# Kayak Transportation



## charliechurch (Nov 27, 2007)

I am pretty much dead certain on getting a kayak within the next week or so. The problem is I live in Fairfax, Virginia and primarily fish in the VB area. I was wondering if there is anything I should be aware of in regards to transporting a kayak on top of a car between that distance(3.5 hours in car)? I do have a place I could leave it in the VB area but it would be ideal to be able to transport it with me so I can take it around up here too. Any help is appreciated


----------



## Jesse Lockowitz (Feb 13, 2006)

charliechurch said:


> I am pretty much dead certain on getting a kayak within the next week or so. The problem is I live in Fairfax, Virginia and primarily fish in the VB area. I was wondering if there is anything I should be aware of in regards to transporting a kayak on top of a car between that distance(3.5 hours in car)? I do have a place I could leave it in the VB area but it would be ideal to be able to transport it with me so I can take it around up here too. Any help is appreciated


thule makes some nice racks. also, u can just get two of the V wedge foam blocks, and ratchet strap the front and back of the kayak down to the front and rear of ur car tightly..


i throw mine in the bed of my ranger with a strap, and it does fine. but, on a car, id definately atleast get a couple of the foam blocks that dont slide.



Jesse


----------



## bbcroaker (Jan 6, 2005)

Looks to me like it would be better strapped on the Thule rack.
Might bend her strapped in front and back in the summer heat. .but i throw mine in the truck too


----------



## fishpimper (Nov 15, 2007)

i use yakima products on both my yota and suburban -- transported 3 kayaks more than 2000on one trip alone.
the only product that i've used that i wasn't happy with is the kayak stacker attachment -- its designed to haul small whitewater boats. had one snap on me and dragged a boat down I-95 near miami during rush hour. :redface: 
the hull raiser and hulley rollers are sweet units though. i like the hulley rollers becasue you can almost leave your boat fully rigged. 
which ever system you decide on be sure to use front and rear tie downs along with two tie downs around the hull.


----------



## Too Busy (Sep 7, 2007)

You didn't say what you're driving. Thule or yakima are good choices, buy you can transport a yak on anything if you're a little creative.

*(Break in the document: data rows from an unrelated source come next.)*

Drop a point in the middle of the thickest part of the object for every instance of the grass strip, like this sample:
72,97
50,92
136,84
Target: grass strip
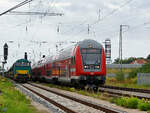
12,101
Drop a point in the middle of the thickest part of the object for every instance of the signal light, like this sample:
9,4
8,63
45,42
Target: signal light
25,56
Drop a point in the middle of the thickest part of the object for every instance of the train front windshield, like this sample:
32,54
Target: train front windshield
23,64
91,57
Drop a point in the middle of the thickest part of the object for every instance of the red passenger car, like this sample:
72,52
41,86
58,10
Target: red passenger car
80,65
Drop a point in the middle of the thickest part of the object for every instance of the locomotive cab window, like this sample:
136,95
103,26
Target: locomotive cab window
91,57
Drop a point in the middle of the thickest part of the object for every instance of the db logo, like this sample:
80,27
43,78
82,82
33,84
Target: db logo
92,73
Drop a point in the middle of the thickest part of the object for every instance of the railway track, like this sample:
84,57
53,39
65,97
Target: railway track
121,91
76,105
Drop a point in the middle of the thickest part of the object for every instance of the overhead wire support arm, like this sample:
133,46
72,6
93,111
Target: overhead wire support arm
15,7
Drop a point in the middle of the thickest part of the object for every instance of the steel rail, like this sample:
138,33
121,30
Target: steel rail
93,105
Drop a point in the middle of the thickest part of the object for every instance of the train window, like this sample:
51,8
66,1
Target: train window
48,73
71,60
91,50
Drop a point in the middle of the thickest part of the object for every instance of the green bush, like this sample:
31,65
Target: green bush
144,69
133,74
120,76
144,105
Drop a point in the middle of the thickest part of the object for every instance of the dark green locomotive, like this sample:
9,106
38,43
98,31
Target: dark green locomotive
20,71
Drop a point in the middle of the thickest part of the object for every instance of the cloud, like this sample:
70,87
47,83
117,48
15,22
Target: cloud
61,4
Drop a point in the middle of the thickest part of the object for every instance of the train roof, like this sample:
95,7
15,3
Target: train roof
89,42
68,52
22,60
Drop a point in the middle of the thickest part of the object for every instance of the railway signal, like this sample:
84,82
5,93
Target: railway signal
5,51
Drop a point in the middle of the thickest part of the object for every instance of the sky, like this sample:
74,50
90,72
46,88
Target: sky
38,34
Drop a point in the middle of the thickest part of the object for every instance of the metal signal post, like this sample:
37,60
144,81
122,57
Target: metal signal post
5,57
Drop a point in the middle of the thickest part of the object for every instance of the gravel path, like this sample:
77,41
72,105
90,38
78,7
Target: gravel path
80,108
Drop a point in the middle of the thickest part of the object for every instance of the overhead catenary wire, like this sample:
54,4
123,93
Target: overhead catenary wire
17,6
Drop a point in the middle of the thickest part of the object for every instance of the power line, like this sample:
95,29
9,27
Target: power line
15,7
35,13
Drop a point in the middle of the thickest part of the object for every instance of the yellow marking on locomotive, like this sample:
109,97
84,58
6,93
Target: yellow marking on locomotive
22,71
15,76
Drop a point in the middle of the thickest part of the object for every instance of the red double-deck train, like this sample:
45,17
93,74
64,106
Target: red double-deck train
80,65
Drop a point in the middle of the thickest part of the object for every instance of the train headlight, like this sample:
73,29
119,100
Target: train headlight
97,67
86,67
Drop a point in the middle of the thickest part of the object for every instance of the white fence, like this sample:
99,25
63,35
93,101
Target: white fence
143,78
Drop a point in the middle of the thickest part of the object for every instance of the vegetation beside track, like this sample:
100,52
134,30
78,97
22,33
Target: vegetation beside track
133,103
12,101
127,102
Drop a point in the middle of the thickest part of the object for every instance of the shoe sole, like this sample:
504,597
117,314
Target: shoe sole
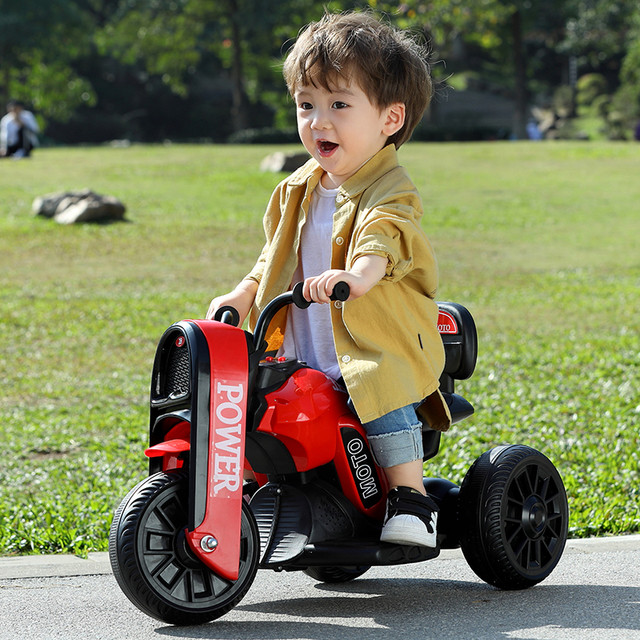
400,535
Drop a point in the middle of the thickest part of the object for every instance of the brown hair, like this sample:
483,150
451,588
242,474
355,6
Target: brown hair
387,64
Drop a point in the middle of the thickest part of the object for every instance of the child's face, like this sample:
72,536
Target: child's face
342,129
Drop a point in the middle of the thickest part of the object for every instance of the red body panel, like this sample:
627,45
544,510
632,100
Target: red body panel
228,407
303,414
306,414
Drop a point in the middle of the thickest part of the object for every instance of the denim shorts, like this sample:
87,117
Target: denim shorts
396,437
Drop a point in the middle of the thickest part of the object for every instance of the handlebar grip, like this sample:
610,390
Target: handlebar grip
341,292
298,299
227,315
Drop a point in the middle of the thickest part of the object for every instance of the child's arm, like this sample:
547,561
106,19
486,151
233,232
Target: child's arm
241,298
366,272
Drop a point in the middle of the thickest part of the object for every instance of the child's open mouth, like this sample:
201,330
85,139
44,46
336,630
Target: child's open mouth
326,148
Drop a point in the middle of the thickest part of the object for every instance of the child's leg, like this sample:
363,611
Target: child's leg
396,444
408,474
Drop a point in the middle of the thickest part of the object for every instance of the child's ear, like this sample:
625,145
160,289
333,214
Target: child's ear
395,118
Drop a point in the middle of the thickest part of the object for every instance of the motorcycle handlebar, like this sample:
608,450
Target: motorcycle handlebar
228,315
341,291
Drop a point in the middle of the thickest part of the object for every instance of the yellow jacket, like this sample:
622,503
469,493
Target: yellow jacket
387,343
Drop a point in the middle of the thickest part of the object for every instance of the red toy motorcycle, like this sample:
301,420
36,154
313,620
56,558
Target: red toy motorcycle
186,542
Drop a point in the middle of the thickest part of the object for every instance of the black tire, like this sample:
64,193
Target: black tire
335,574
513,517
153,564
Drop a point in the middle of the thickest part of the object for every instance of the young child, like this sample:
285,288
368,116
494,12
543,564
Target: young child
351,213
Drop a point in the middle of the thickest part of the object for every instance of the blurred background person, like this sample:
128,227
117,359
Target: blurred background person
18,131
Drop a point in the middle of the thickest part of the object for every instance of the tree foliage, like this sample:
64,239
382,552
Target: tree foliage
133,65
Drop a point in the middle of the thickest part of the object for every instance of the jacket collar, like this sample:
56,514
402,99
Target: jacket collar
384,161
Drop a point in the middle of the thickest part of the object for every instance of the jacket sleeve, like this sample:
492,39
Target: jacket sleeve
270,224
389,226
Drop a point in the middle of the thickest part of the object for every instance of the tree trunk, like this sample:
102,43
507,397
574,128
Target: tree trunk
520,115
239,108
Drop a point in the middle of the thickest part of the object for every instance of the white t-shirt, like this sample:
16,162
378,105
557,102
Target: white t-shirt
308,335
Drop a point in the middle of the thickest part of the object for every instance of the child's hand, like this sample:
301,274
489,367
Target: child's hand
241,299
365,274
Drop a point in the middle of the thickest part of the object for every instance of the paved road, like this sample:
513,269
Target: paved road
594,593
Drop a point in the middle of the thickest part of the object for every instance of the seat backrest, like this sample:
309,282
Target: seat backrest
458,331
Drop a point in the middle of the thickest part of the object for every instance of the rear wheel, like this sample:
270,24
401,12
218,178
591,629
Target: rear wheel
335,574
154,564
513,516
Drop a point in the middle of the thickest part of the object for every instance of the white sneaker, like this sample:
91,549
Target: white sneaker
411,519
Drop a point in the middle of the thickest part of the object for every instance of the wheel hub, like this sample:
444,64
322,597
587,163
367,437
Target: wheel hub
534,516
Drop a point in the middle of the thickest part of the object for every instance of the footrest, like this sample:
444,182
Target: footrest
362,552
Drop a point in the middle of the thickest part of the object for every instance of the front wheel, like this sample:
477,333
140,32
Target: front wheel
154,564
513,517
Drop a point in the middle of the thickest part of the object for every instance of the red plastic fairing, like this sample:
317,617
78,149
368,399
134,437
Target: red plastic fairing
228,407
303,414
446,323
177,441
358,485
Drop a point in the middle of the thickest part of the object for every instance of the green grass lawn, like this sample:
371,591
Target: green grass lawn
538,240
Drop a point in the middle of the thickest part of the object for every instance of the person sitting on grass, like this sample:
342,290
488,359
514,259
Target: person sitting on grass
352,214
18,129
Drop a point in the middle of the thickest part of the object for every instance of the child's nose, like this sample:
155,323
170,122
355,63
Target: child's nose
320,120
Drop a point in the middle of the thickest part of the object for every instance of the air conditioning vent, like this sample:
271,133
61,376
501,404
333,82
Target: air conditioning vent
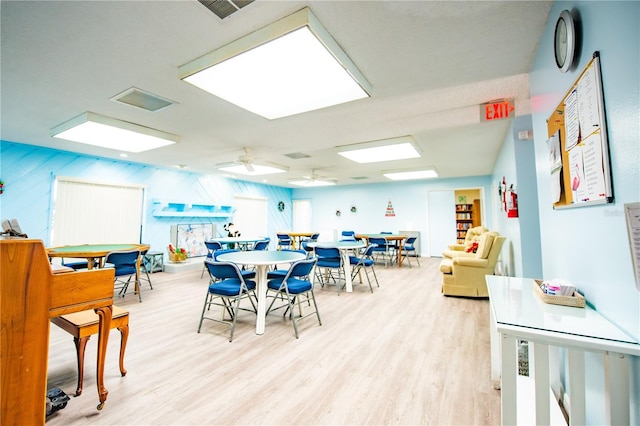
142,99
224,8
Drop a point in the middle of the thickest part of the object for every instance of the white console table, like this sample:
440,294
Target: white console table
518,314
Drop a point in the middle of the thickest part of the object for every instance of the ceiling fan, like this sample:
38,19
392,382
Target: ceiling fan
245,160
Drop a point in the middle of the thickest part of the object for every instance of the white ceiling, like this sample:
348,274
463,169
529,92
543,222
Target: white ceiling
430,65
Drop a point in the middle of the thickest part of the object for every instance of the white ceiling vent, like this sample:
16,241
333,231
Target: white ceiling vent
142,99
224,8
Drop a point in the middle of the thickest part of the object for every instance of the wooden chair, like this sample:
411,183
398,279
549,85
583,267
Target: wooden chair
82,325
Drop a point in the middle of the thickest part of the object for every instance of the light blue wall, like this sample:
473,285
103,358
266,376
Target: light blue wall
408,199
589,245
29,172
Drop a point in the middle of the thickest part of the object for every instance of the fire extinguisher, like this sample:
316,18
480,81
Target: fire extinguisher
512,202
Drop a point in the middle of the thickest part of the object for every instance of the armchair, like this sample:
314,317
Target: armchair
473,235
464,274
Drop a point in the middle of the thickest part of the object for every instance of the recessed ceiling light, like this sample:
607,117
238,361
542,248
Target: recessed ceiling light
416,174
286,68
107,132
310,183
383,150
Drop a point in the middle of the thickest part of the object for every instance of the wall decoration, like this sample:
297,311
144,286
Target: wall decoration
390,212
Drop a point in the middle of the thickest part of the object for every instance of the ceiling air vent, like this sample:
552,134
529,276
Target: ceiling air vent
143,100
297,155
224,8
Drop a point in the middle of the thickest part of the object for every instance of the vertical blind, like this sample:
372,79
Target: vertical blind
86,212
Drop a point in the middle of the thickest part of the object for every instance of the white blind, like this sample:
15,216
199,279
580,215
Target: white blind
302,216
87,212
250,217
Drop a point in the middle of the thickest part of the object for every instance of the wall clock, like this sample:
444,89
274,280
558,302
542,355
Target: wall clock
564,41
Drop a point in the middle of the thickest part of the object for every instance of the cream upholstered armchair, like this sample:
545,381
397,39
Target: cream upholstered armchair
464,274
473,235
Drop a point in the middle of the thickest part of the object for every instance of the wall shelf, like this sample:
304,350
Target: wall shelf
192,210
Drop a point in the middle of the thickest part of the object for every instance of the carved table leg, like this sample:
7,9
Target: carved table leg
81,344
124,335
104,313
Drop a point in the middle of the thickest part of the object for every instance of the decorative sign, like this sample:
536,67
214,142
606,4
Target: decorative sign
390,212
497,110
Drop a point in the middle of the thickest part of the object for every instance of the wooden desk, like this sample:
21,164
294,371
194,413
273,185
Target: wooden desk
389,237
31,294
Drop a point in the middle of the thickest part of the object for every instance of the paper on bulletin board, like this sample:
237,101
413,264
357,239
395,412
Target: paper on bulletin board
632,213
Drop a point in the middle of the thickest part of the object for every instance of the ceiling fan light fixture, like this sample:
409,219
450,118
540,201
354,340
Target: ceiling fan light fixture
288,67
411,175
99,130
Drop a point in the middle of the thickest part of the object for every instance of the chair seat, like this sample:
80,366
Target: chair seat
230,286
294,285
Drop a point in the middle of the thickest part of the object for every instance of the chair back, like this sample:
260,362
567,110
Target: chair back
223,270
301,268
219,252
124,262
261,245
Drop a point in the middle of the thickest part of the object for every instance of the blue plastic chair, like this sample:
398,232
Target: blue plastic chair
296,287
125,264
409,248
330,260
364,262
226,289
246,273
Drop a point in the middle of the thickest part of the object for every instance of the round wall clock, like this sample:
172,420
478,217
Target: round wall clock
564,41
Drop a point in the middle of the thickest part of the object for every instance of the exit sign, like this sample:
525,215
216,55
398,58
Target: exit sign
497,110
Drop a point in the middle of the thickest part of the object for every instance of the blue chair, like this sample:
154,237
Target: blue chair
125,264
284,241
409,248
348,236
364,262
330,260
247,274
295,287
212,246
227,288
280,273
381,249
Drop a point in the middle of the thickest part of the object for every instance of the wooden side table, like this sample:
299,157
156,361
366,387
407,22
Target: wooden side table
82,325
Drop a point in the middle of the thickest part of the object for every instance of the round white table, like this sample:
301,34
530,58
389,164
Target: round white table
345,247
261,259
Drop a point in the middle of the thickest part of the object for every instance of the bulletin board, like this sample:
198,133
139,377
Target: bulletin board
578,146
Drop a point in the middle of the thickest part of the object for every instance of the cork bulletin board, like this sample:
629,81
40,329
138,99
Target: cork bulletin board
578,146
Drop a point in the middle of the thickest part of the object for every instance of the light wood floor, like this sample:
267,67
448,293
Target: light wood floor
404,355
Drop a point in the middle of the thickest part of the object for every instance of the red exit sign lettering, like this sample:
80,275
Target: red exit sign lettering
497,110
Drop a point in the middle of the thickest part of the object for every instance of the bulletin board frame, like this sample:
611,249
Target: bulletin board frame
578,143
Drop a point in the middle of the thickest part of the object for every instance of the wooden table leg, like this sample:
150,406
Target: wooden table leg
104,313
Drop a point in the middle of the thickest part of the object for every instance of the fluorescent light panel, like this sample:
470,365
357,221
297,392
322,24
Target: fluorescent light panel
98,130
417,174
312,183
384,150
289,67
257,170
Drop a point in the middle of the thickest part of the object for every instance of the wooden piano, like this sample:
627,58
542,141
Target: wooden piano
31,293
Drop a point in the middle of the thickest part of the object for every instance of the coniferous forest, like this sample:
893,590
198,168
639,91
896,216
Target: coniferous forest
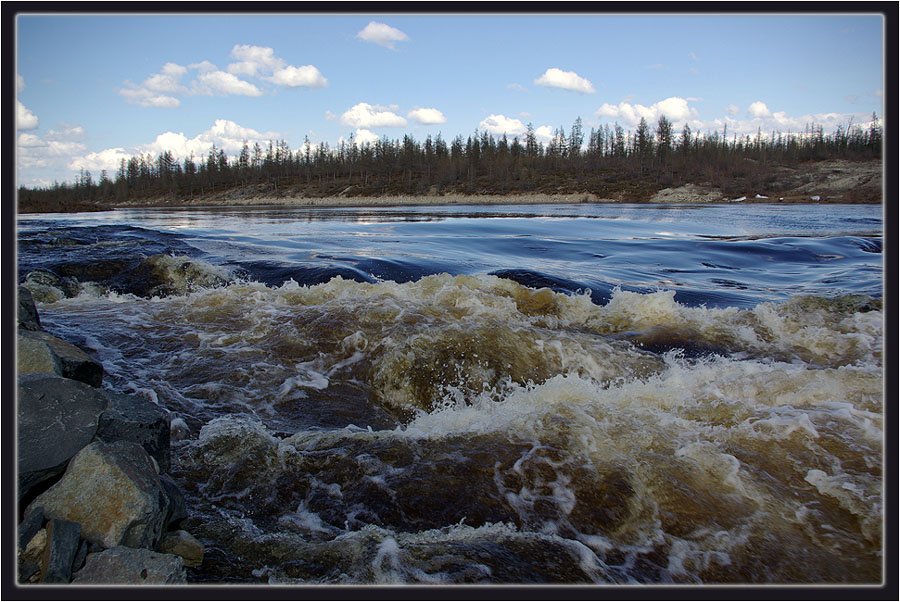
606,161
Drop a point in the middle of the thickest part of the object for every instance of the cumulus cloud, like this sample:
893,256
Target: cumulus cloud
364,136
758,109
307,76
501,124
567,80
381,34
25,119
427,116
364,115
674,108
158,90
213,83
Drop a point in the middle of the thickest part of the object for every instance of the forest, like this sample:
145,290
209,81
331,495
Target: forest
606,161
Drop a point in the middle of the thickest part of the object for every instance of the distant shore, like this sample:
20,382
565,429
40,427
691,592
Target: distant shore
823,182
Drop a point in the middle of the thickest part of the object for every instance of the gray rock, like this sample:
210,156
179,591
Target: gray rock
56,418
34,356
30,525
177,504
28,316
74,363
63,538
131,418
114,492
132,566
182,543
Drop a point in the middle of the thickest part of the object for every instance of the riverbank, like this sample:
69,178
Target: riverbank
822,182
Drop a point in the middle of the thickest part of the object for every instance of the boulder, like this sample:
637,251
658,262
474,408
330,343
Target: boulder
35,357
131,566
182,543
114,492
177,504
73,362
56,418
63,538
131,418
28,316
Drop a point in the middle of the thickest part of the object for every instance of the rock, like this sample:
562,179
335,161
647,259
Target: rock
177,505
63,538
74,363
114,492
28,316
30,558
30,525
35,357
56,418
182,543
131,418
132,566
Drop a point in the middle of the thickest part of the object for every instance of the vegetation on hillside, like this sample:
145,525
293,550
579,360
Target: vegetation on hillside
607,162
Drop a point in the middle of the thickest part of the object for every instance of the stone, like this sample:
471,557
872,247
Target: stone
177,504
63,538
35,357
28,316
56,418
135,419
182,543
30,525
132,566
74,363
114,492
30,557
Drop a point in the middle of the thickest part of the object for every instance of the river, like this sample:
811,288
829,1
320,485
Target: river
625,394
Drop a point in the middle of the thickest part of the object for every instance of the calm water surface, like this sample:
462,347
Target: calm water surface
508,394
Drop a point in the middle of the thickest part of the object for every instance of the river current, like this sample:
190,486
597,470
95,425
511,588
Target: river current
577,394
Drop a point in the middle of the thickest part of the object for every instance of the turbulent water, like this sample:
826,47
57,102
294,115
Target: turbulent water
523,394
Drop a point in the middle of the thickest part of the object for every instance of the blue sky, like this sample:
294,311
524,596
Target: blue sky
95,88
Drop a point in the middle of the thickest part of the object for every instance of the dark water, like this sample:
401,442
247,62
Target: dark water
512,394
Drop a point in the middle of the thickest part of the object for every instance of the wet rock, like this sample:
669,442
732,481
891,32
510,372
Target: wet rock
114,492
35,357
30,525
131,418
132,566
182,543
177,511
28,316
63,538
73,362
30,557
56,418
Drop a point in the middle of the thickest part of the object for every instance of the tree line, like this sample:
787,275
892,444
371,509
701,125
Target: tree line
604,160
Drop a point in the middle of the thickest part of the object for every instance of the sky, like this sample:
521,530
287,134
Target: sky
93,89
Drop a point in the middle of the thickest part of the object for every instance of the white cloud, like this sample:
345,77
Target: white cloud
25,119
427,116
674,108
758,109
159,89
307,76
501,124
222,83
567,80
381,34
544,133
364,115
364,136
254,60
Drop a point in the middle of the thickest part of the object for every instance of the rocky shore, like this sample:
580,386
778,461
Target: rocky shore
95,502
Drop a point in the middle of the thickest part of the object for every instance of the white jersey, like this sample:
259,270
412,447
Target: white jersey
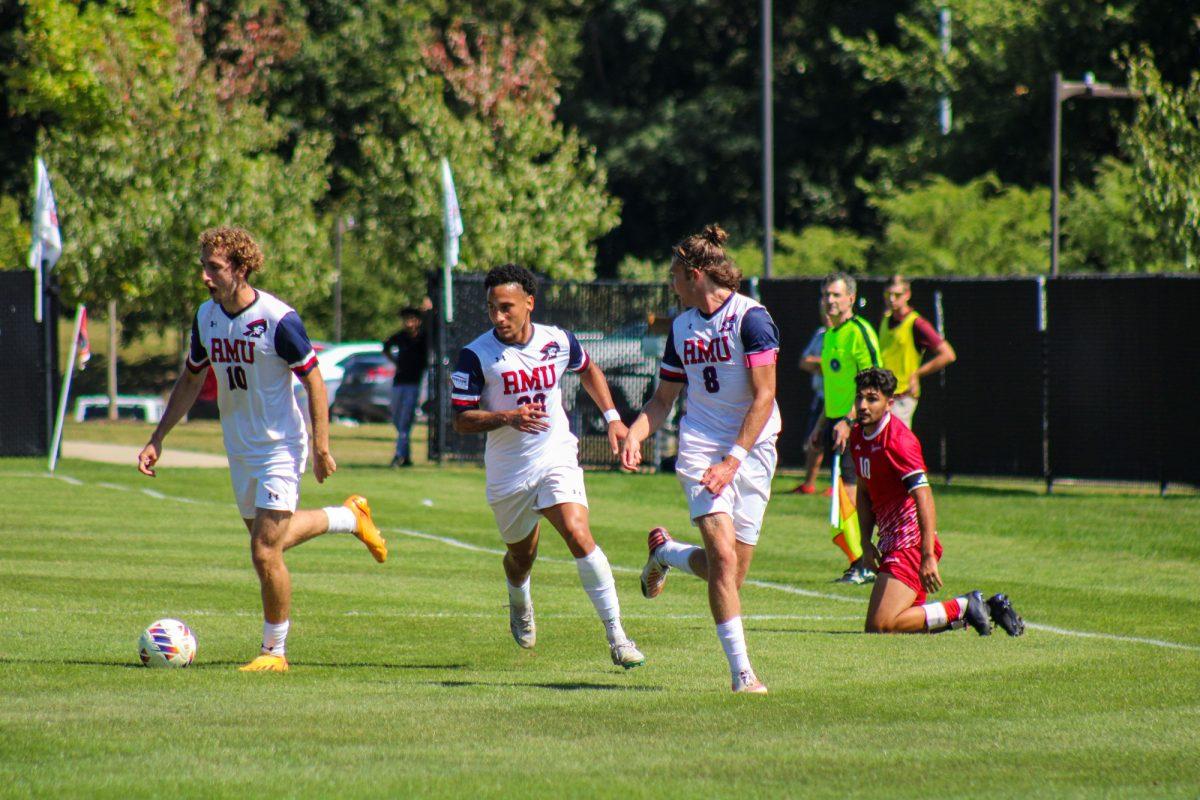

The bow rope is just there to keep if from sliding aft.
The strap forward of the cockpit passes through the car, so the boat isn't going anywhere.
The strap on the rear attached to a T bar that fits my reciever hitch and the strap pases thru the carry handle and wraps around the T bar.

The yak rests on a foam block so it doesn't hurt the soft top.


----------



## Hannibal (Aug 10, 2007)

I personally feel that if you use the foam blocks and pay particular attention in strapping the yak down - you will be fine. I know a lot of people swear by the Thule (and others) racks but I've had no problems with the blocks at all. 

Just make sure you strap it down well - like overkill. Run the lines through the scupper holes. 

I just did 7 hours to Buxton with no problems. I did lose a foam pad though while hitting the off-road mud course - previously known as the Campground entrace to the Point. ;-)


----------



## GlockGuy (Apr 21, 2008)

If at all possible, a kayak trailer is actually the best way to go, unless you have a truck bed to put it in. Wind isn't as much of an issue and you'd be amazed at how much your fuel mileage will go down with that kayak on your roof. At $3.35/gallon, it'll add up fast. The Rack and Roll trailer is particularly nice. IMHO.


----------



## Tnarg (May 3, 2007)

If using straps instead of rope for bow/ stern tie downs, put a few twists in the strap so they don't buzz at high speeds. My Yakima round bars are presently covered in jumbo 6" pool noodles, which serve incredibly well (and cheap!) as loading rollers until things are snugged down. I also use a 6' x 1/2" loop-end bicycle lock cable and padlock through the scuppers and around a bar for a little insurance.


----------